Für Fortgeschrittene: vielfältige Filter für Segmente
© Amalyze
Für Fortgeschrittene: vielfältige Filter für Segmente

Zurück zu den Wurzeln

Hier sollte die Arbeit beginnen. Zuerst definiert man, welchen Bereich seiner SP-Kampagnen man steuern möchte. Automatische Kampagnen, Eigenschutz, generische Begriffe oder Angriffe auf bestimmte Marken sind nun ohne viel Aufwand steuerbar und messbar. Selbst Segmente für bestimmte Suchbegriffe oder andere Targets sind direkt filterbar und anzeigengruppen- und kampagnenübergreifend managebar.

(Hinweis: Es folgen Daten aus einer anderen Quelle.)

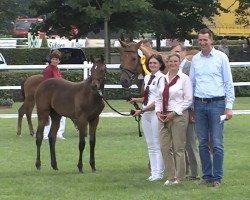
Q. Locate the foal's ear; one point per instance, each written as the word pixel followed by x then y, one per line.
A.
pixel 122 37
pixel 102 58
pixel 91 58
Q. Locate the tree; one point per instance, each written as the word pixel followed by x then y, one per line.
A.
pixel 243 12
pixel 163 19
pixel 10 9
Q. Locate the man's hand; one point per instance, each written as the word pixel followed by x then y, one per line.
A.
pixel 228 113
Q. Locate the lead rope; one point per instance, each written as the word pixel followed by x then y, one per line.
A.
pixel 137 118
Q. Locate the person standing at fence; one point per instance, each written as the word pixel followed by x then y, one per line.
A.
pixel 171 106
pixel 211 77
pixel 223 47
pixel 149 120
pixel 52 71
pixel 192 153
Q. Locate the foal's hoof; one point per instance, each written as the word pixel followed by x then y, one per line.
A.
pixel 54 167
pixel 38 166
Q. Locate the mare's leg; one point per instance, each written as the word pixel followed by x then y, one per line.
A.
pixel 21 112
pixel 42 118
pixel 92 139
pixel 28 116
pixel 82 127
pixel 55 118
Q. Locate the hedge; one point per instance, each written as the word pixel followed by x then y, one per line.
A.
pixel 36 56
pixel 13 78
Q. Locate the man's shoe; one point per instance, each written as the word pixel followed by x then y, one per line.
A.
pixel 205 182
pixel 156 178
pixel 61 137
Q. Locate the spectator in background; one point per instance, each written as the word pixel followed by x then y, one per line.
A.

Alles in allem heißt es mit den neuen Möglichkeiten schlicht back-to-the-roots, aber bitte nicht alles auf Neustart setzen. Eine neue Werbe- oder Kampagnen-Struktur muss man nicht aufbauen – man kann einfach stündlich genau loslegen. Das sollte der erste Ansatz beim Dayparting sein: ein Verständnis für seine eigene Werbung auf Stundenbasis. Eine Möglichkeit der Anpassung in diesen Bereichen und eine verbesserte Ausnutzung der täglichen Budgets in den relevanteren Zeiträumen.

Es bleibt dabei weiterhin jedem selbst überlassen, was gemacht werden soll, und ohne Werbeziel ist leider auch weiterhin der Weg egal! Wer an ROAS- oder ACOS-Schönungen interessiert ist, kann hier punkten, sollte dabei aber immer bedenken: 10% ACOS sind genauso 10€ von 100€ wie 10.000€ von 100.000€ - der reine prozentuale Wert gibt immer nur das Verhältnis wieder, aber nicht den eigentlichen Erfolg oder das Erreichen des Zieles.

Aber die angeblichen unbekannten 50% Werbeausgaben, die rausgeworfen sind, gibt es so nicht mehr – jeder entscheidet selbst, was damit gemacht wird!